Our fire burned down till it wasn’t nothing but some
patches of red. Once in a while a little flame would shoot up and
prance around for a few seconds, then die. I stared up at the
stars. Most were ones I’d known all my life, but they had
moved to funny parts of the night. The constellations were all
askew.

It was a good night for shooting stars. I’d spotted seven
already.

“Uncomfortable?” Raven asked. He was watching the
sky, too.

He startled me. He hadn’t said anything since back around
lunchtime. We didn’t talk much anymore.

“Scared.” I had lost track of time. I had no idea
how far we’d come or where we were, except that it was one
goddamned long ways from home and down in the south.

“And wondering what the hell you’re doing here, no
doubt.”

“No. I think I got a handle on that. My trouble is I
don’t like having to sneak everywhere, like a thief. I might
get treated like one.”

I did not add that I did not like being in places where the only
person who could understand me was him. If something happened to
him . . .  That was what scared me the
most.

It was too awful to think about.

I said, “But it’s too late to turn back.”

“Some say it’s never too late.”

So he was thinking about his kids again, now he was plenty safe
from the risk of actually having to deal with them. Also, maybe, he
was having second thoughts about our ride into the unknown.

Opaque as they were to me, and maybe even to him, powerful
emotions were driving him. They had Darling’s name hung all
over them, though he never mentioned her. One monster of a guilt
was perched on his shoulders, flapping and squawking and pecking at
his eyes and ears. Somehow he was going to silence that beast by
catching his pal Croaker and passing the word about what happened
in the Barrowland.

It didn’t make no sense to me. But people never do, a
whole lot.

Maybe the determination was starting to wear thin. It was one
thing to take off after a guy expecting to catch him in a few weeks
and a few hundred miles and something else to be on the track still
after months and months and thousands of miles. People aren’t
built to take that without any letup. The road can blunt the most
iron will.

He let the edges of it show when he said, “Croaker’s
been gaining on us again. He doesn’t have to be as careful as
we do. We have to speed it up somehow. Else we’re going to
chase him all the way to the edge of the world and still never
catch him.”

Hell. He was talking to himself, not to me. Trying to find some
enthusiasm he had misplaced somewhere back up the road. There
wasn’t no way we were going to kick up the pace any. Not
without giving up any thought of watching out for trouble from the
people in the countries we were going through.
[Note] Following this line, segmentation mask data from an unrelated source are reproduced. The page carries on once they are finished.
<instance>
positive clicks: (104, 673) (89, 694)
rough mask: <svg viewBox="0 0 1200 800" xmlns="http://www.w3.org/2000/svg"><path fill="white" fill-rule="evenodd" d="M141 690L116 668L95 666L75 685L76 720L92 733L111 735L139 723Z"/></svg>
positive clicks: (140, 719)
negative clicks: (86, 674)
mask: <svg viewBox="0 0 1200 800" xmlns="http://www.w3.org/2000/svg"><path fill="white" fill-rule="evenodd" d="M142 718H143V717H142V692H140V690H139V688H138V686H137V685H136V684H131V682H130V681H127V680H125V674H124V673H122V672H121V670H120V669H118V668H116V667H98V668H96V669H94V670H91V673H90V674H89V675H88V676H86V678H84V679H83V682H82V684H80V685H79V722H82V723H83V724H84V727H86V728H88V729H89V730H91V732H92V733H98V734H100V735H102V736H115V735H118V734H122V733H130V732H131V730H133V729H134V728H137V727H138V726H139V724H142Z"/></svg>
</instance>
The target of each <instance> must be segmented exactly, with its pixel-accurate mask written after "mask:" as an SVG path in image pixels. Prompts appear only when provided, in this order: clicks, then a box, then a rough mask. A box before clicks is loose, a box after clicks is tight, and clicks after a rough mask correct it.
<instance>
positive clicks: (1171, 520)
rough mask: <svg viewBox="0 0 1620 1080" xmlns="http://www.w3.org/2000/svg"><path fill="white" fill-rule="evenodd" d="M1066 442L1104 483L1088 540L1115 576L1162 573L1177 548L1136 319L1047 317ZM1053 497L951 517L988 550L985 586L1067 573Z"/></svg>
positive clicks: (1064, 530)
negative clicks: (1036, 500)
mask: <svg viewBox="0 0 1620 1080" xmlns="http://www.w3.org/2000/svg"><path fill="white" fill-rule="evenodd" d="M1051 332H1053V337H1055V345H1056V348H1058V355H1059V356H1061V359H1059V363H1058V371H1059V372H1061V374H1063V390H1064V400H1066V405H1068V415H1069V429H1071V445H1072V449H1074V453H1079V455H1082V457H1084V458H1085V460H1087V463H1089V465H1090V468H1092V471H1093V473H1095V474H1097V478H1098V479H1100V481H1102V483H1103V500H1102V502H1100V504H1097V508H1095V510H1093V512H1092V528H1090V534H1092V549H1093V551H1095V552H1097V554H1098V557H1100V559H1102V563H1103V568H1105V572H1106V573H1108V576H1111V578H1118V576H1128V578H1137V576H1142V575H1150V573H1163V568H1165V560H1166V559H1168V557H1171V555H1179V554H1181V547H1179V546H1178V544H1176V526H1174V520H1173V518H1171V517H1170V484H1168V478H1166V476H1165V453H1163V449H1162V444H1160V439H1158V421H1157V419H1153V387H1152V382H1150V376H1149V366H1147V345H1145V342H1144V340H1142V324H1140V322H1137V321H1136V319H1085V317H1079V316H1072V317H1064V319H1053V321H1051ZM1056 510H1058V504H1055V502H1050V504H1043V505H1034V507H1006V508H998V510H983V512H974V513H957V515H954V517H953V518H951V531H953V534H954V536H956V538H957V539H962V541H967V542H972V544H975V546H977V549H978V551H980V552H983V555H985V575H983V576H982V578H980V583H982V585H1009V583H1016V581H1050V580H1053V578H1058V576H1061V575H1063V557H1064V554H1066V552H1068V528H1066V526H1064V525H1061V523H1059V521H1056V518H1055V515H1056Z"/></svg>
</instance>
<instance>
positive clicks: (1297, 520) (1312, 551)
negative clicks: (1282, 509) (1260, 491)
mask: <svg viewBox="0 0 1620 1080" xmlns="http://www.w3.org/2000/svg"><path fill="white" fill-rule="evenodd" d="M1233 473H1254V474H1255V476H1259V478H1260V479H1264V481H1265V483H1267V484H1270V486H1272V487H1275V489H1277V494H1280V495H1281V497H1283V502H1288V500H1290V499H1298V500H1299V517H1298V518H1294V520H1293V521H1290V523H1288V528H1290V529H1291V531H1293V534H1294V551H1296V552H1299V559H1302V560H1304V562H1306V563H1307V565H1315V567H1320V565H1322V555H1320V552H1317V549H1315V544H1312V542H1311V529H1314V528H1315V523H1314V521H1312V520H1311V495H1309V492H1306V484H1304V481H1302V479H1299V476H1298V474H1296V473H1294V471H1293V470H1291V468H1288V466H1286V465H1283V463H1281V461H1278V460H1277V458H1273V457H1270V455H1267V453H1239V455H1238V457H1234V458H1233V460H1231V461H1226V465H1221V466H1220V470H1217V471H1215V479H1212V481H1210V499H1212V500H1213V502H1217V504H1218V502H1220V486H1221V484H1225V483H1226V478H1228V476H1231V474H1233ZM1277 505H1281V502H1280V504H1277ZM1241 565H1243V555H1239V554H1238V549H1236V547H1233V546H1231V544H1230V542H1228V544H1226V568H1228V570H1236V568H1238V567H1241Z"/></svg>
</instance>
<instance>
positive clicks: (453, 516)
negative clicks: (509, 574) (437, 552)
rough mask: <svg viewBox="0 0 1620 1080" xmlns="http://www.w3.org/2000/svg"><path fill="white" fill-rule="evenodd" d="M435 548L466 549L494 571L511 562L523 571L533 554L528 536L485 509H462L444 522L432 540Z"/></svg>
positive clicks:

We were pushing so hard now we were killing ourselves
slowly.

I glimpsed something off to the north. “There. Did you see
that? That’s what I was telling you about the other day.
Lightning from a clear sky.”

He missed it. “Maybe it’s storming up
there.”

“Just keep an eye peeled.”

We watched a series of flashes so dim their source had to be way
over the horizon. Usually that kind of lightning lights up or
silhouettes the tops of clouds.

“There isn’t one cloud,” Raven said.
“And we haven’t seen one for weeks. And I’d bet
we won’t see any as long as we’re crossing this
steppe.” He watched another flash go. He shivered. “I
don’t like it, Case. I don’t like it at all.”